Ja dès-jà tout devot, contrit et penitent,
J'estois, à son exemple, esmeu d'en faire autant :
Quand, par arrest du Ciel, qui hait l'hypocrisie,
Au logis d'une fille où j'ay ma fantasie
Ceste vieille chouette, à pas lents et posez,
La parole modeste et les yeux composez,
Entra par reverence, et resserrant la bouche,
Timide en son respect, sembloit saincte Nitouchc;
D'un Ave Maria luy donnant le bon-jour,
Et de propos communs, bien esloignez d'amour,
Entretenoit la belle en qui j'ay la pensée
D'un doux imaginer si doucement blessée,
Qu'aymans et bien aymez, en nos doux passe-temps,
Nous rendons en amour jaloux les plus contans.
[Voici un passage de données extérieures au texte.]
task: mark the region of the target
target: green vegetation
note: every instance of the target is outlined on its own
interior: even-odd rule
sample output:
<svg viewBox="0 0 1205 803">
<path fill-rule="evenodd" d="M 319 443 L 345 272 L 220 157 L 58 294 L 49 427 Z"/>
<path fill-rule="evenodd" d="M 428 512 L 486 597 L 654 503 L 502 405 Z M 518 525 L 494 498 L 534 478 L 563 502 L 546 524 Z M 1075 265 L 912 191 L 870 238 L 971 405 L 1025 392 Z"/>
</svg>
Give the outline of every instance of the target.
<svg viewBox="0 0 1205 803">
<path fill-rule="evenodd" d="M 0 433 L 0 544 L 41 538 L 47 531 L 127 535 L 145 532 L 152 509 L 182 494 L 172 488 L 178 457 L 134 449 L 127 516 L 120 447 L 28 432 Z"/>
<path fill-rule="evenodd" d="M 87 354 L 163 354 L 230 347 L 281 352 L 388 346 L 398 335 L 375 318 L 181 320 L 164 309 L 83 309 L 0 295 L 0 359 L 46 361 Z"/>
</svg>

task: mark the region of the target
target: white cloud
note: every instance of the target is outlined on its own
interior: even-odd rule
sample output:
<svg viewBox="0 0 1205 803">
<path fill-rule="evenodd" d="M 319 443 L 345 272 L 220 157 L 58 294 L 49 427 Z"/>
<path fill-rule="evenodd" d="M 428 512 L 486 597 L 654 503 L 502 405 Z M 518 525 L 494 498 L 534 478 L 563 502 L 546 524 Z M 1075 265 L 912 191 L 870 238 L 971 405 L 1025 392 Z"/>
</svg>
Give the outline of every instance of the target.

Enfin, comme en caquet ce vieux sexe fourmille,
De propos en propos et de fil en esguille
Se laissant emporter au flus de ses discours,
Je pensé qu'il falloit que le mal eust son cours.
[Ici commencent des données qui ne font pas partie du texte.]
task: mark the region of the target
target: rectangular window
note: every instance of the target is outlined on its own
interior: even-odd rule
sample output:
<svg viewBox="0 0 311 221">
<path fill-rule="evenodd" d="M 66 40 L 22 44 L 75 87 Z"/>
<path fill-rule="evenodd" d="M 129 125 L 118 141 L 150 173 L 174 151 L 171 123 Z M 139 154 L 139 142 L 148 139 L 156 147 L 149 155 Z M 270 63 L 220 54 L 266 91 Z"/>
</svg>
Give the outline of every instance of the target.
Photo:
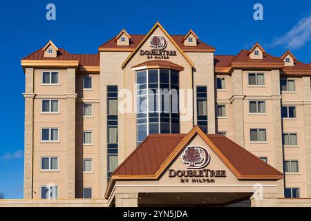
<svg viewBox="0 0 311 221">
<path fill-rule="evenodd" d="M 92 188 L 91 187 L 83 188 L 83 198 L 92 199 Z"/>
<path fill-rule="evenodd" d="M 92 173 L 93 165 L 92 159 L 83 159 L 83 172 Z"/>
<path fill-rule="evenodd" d="M 207 133 L 207 87 L 196 87 L 196 115 L 197 124 L 205 133 Z"/>
<path fill-rule="evenodd" d="M 250 129 L 251 142 L 266 142 L 267 137 L 265 129 L 264 128 L 252 128 Z"/>
<path fill-rule="evenodd" d="M 117 166 L 117 86 L 107 86 L 107 177 Z"/>
<path fill-rule="evenodd" d="M 265 102 L 264 101 L 249 101 L 250 113 L 265 113 Z"/>
<path fill-rule="evenodd" d="M 285 173 L 298 173 L 298 160 L 285 160 L 284 171 Z"/>
<path fill-rule="evenodd" d="M 42 113 L 58 113 L 58 99 L 42 99 Z"/>
<path fill-rule="evenodd" d="M 285 198 L 299 198 L 299 188 L 285 188 L 284 189 L 284 197 Z"/>
<path fill-rule="evenodd" d="M 83 144 L 84 145 L 92 145 L 92 131 L 83 131 Z"/>
<path fill-rule="evenodd" d="M 263 161 L 265 163 L 267 164 L 267 157 L 259 157 L 259 159 Z"/>
<path fill-rule="evenodd" d="M 58 157 L 41 157 L 41 169 L 42 171 L 57 171 Z"/>
<path fill-rule="evenodd" d="M 41 186 L 41 198 L 55 200 L 58 198 L 58 186 Z"/>
<path fill-rule="evenodd" d="M 281 91 L 296 91 L 294 79 L 283 78 L 280 80 L 280 81 Z"/>
<path fill-rule="evenodd" d="M 263 73 L 249 73 L 248 74 L 249 85 L 265 85 L 265 75 Z"/>
<path fill-rule="evenodd" d="M 286 133 L 283 134 L 283 145 L 284 146 L 297 146 L 297 134 Z"/>
<path fill-rule="evenodd" d="M 58 128 L 41 128 L 41 139 L 42 142 L 58 142 Z"/>
<path fill-rule="evenodd" d="M 83 89 L 92 89 L 92 77 L 83 77 Z"/>
<path fill-rule="evenodd" d="M 226 108 L 225 105 L 217 105 L 217 117 L 225 117 Z"/>
<path fill-rule="evenodd" d="M 225 89 L 225 77 L 217 77 L 217 89 Z"/>
<path fill-rule="evenodd" d="M 92 104 L 83 104 L 83 117 L 92 117 Z"/>
<path fill-rule="evenodd" d="M 282 106 L 281 115 L 283 118 L 296 118 L 295 106 Z"/>
<path fill-rule="evenodd" d="M 59 84 L 58 71 L 43 71 L 42 84 Z"/>
</svg>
Feignant de m'en aller, d'aguet je me recule

Pour voir à quelle fin tendoit son preambule,
Moy qui, voyant son port si plein de saincteté,
Pour mourir d'aucun mal ne me feusse doubté.
Enfin, me tapissant au recoin d'une porte,
J'entendy son propos, qui fut de ceste sorte :

<< Ma fille, Dieu vous garde et vous vueille benir
Si je vous veux du mal, qu'il me puisse advenir;
Qu'eussiez vous tout le bien dont le ciel vous est chi-
L'ayant, je n'en seroy plus pauvre ny plus riche: [che!
Car, n'estant plus du monde, au bien je ne pretens,
Ou bien, si j'en desire, en l'autre je l'attens;
D'autre chose icy bas le bon Dieu je ne prie.
A propos, sçavez vous? On dit qu'on vous marie.
Je sçay bien vostre cas : un homme grand, adroit,
Riche, et Dieu sçait s'il a tout ce qu'il vous faudroit.
Il vous ayme si fort! aussi pourquoy, ma fille,
Ne vous aimeroit-il ? vous estes si gentille,
Si mignonne et si belle, et d'un regard si doux,
Que la beauté plus grande est laide auprès de vous.
Mais tout ne respond pas au traict de ce visage
Plus vermeil qu'une rose et plus beau qu'un rivage.
Vous devriez, estant belle, avoir de beaux habits,
Esclater de satin, de perles, de rubis.

Le grand regret que j'ay! non pas, à Dieu ne plaise,
Que j'en ay' de vous voir belle et bien à vostre aise
Mais,pour moy, je voudroy que vous eussiez au moins
Ce qui peut en amour satisfaire à vos soins ;
Que cecy fust de soye et non pas d'estamine.
Ma foy, les beaux habits servent bien à la mine.
On a beau s'ageancer et faire les doux yeux,
Quand on est bien paré on en est tousjours mieux :
Mais, sans avoir du bien, que sert la renommée ?
C'est une vanité confusément semée
Dans l'esprit des humains, un mal d'opinion,
Un faux germe avorté dans nostre affection.